"Zero-knowledge" is a real cryptographic concept. It's also one of the most misused marketing terms in consumer security.
An investigation by Ars Technica has found that the "zero-knowledge" promises made by multiple popular password managers are not always technically accurate. Some architectures allow the service provider to access vault data under certain conditions - despite marketing language that explicitly asserts they cannot see your passwords.
This matters because millions of people chose password managers specifically because of these privacy assurances. If the assurances are marketing copy dressed up as engineering guarantees, users are operating under a false assumption about their security posture.
Let me explain what zero-knowledge actually means and where the gap is.

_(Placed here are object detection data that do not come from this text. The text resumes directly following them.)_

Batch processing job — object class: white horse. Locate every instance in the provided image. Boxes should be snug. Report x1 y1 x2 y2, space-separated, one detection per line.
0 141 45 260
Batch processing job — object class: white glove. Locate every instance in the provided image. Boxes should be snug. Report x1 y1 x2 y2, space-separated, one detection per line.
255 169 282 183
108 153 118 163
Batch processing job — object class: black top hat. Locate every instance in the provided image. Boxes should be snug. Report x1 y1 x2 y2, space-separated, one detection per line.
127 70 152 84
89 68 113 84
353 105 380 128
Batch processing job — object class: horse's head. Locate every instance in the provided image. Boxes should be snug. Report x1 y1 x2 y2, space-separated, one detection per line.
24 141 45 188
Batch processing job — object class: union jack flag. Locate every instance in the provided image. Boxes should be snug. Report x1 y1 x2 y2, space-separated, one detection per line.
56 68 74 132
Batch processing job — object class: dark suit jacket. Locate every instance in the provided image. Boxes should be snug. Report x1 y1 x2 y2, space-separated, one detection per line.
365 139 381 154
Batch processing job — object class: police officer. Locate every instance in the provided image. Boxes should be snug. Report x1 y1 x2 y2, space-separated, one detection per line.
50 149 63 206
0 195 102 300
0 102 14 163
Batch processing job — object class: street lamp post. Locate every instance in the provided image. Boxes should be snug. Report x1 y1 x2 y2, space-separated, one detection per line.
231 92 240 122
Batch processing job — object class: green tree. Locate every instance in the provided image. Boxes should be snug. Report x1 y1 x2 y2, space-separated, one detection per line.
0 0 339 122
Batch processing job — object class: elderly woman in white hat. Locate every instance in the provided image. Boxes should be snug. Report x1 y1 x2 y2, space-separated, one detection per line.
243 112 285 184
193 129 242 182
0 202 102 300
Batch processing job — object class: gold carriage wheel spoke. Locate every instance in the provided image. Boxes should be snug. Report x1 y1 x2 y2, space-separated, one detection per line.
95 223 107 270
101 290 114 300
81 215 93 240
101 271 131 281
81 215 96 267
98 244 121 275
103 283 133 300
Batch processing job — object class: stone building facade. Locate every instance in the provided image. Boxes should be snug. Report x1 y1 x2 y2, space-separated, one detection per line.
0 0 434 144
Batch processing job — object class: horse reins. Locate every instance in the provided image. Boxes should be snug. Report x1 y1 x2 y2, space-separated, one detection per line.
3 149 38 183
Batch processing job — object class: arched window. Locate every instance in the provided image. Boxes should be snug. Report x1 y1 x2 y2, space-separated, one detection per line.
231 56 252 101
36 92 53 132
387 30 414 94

In proper cryptographic zero-knowledge design, the service provider never receives data in a form they can read. Your passwords are encrypted on your device with a key derived from your master password before they ever leave your device. The server receives and stores encrypted ciphertext. Mathematically, even if the provider wanted to read your vault, they couldn't - they have the encrypted blob but not the key.
This is a strong and provable guarantee when implemented correctly. Several reputable password managers - notably Bitwarden, which is open-source and independently audited - implement something close to this. You can verify the implementation.
The problem emerges when "zero-knowledge" gets used as a marketing claim by products whose architecture doesn't actually deliver that property. There are several ways the guarantee can break down:
Account recovery flows. If a password manager offers recovery mechanisms that don't require your master password - say, recovery via email or phone - then some key material must exist that can decrypt your vault without your master password. That key must live somewhere the provider can access.
Browser extension behavior. Some password managers temporarily cache decrypted vault data in browser memory in ways that could be accessible if the provider controls the extension code. Closed-source extensions that aren't independently audited make it difficult to verify what's actually happening.
Emergency access features. Products that allow you to designate a trusted contact who can access your vault after a waiting period must have an architecture that supports this. True zero-knowledge, strictly implemented, would make this impossible.
None of these are necessarily bad product decisions. Emergency access is genuinely useful. Account recovery is genuinely important for users who forget their master passwords. But they are architecturally incompatible with true zero-knowledge guarantees, and marketing them as zero-knowledge is misleading.
The practical advice for users:
Look for open-source password managers with published audit reports. Bitwarden publishes its code and its audit results. You can verify what it does. Closed-source products ask you to trust their marketing.
Understand what "zero-knowledge" means for specific features. A product can be zero-knowledge for basic password storage but not for recovery features. Read the architecture documentation, not the landing page.
Treat any password manager as a significant trust relationship. You're centralizing your most sensitive credentials with a single provider. The security model matters enormously. If you can't verify it, that's information.